Si apre un nuovo capitolo nel recupero delle munizioni nel Mar del Nord e nel Mar Baltico. A Rostock verrà creato un centro di competenza federale con il compito di ripulire le acque inquinate dalle pericolose munizioni della Guerra Mondiale. Si stima che vi siano immagazzinate circa 1,6 milioni di tonnellate di munizioni, che arrugginiscono inutilizzate in mare da oltre 80 anni e rilasciano continuamente sostanze tossiche come l'esplosivo cancerogeno TNT. Il ministro federale dell'ambiente Carsten Schneider e la prima ministra del Meclemburgo-Pomerania Anteriore Manuela Schwesig si sono impegnati per il rapido recupero di questi pericolosi siti contaminati. Rapporti NDR.

Il Centro di competenza federale non dovrebbe solo coordinare le misure di recupero, ma anche sviluppare una piattaforma di distruzione galleggiante che consenta di far esplodere le munizioni recuperate direttamente sul posto. Si tratterebbe di un vero passo avanti poiché l’attuale metodo di trasporto delle munizioni a Munster è considerato inadatto. Gli esperti stanno già mostrando interesse nella costruzione di queste piattaforme, come aziende come Rheinmetall e TKMS. L'Agenzia federale per l'ambiente stima che ogni anno vengano recuperate dai fondali marini solo dalle cinque alle dieci tonnellate di munizioni, il che illustra l’entità del problema.

I pericoli delle munizioni contaminate

Gli involucri metallici arrugginiti delle munizioni affondate rilasciano sostanze inquinanti nell'ambiente marino, tra cui non solo TNT, ma anche altri composti pericolosi come RDX e HMX. Queste sostanze non sono solo tossiche, ma anche mutagene e possono contenere anche metalli pesanti come il mercurio. Infatti, nel Mar Baltico sono state scaricate 5.000 tonnellate di munizioni chimiche, che hanno il potenziale di disturbare le funzioni fisiologiche degli organismi marini. Il parlamento statale dello Schleswig-Holstein mette quindi in guardia contro i notevoli pericoli posti da questi residui della Seconda Guerra Mondiale.

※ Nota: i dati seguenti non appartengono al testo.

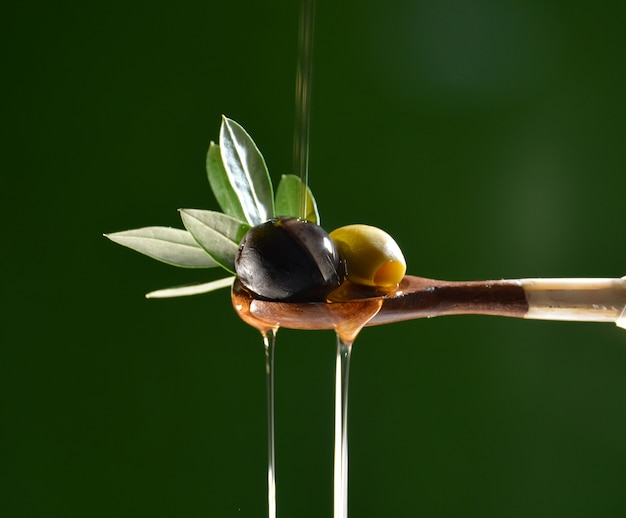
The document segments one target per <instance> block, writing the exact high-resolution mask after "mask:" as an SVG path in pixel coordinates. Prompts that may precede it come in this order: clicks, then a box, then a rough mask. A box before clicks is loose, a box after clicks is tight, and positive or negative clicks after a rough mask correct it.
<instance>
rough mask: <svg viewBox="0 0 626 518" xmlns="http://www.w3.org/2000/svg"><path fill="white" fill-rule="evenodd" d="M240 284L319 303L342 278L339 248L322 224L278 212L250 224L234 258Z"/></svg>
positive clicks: (267, 296) (274, 292)
mask: <svg viewBox="0 0 626 518" xmlns="http://www.w3.org/2000/svg"><path fill="white" fill-rule="evenodd" d="M235 271H236V273H237V276H238V277H239V280H240V282H241V284H242V285H243V286H244V287H245V288H246V289H247V290H249V291H251V292H252V293H253V294H255V295H256V296H257V297H258V298H261V299H265V300H276V301H289V302H294V301H297V302H318V301H323V300H325V298H326V295H327V294H328V293H330V292H331V291H332V290H334V289H336V288H338V287H339V285H340V284H341V282H342V280H343V274H342V273H341V272H342V265H341V259H340V257H339V252H338V251H337V247H336V246H335V244H334V243H333V241H332V240H331V239H330V237H329V236H328V234H327V233H326V231H325V230H324V229H322V228H321V227H320V226H318V225H316V224H314V223H310V222H308V221H302V220H300V219H297V218H287V217H280V218H275V219H271V220H269V221H267V222H265V223H262V224H261V225H257V226H256V227H253V228H251V229H250V230H249V231H248V232H247V233H246V234H245V235H244V237H243V239H242V241H241V244H240V245H239V251H238V253H237V258H236V260H235Z"/></svg>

Considerate le dimensioni di questi pericoli, i politici chiedono un’equa distribuzione degli oneri tra il governo federale e quello statale. È ormai tempo che venga creato un registro nazionale delle munizioni per poter comprendere adeguatamente il problema. Il deputato Heiner Rickers della CDU descrive la situazione come enorme: la quantità di munizioni pericolose è paragonata a quella di un treno merci lungo 250 chilometri. Ciò dimostra quanto siano urgenti le misure di salvataggio per proteggere sia le persone che l’ambiente.

Prospettive future

Attualmente il governo federale ha stanziato 100 milioni di euro nel bilancio federale, ma gli esperti ritengono che questa somma non sia sufficiente. Un confronto con le spese annuali dei cinque gestori tedeschi della rete energetica, responsabili anche del recupero delle munizioni, mostra che il fabbisogno di finanziamenti è maggiore. I ricercatori dell'Università di Rostock sperano inoltre che nei prossimi vent'anni si possa recuperare circa un quinto delle munizioni rimanenti.

La discussione su questo argomento continuerà, poiché anche progetti pilota e nuove tecnologie sono ai blocchi di partenza. Le sfide sono grandi, ma con una buona mano e un piano chiaro potrebbe essere possibile disinnescare la “bomba a orologeria” delle vecchie munizioni e proteggere in modo sostenibile l’ambiente marino.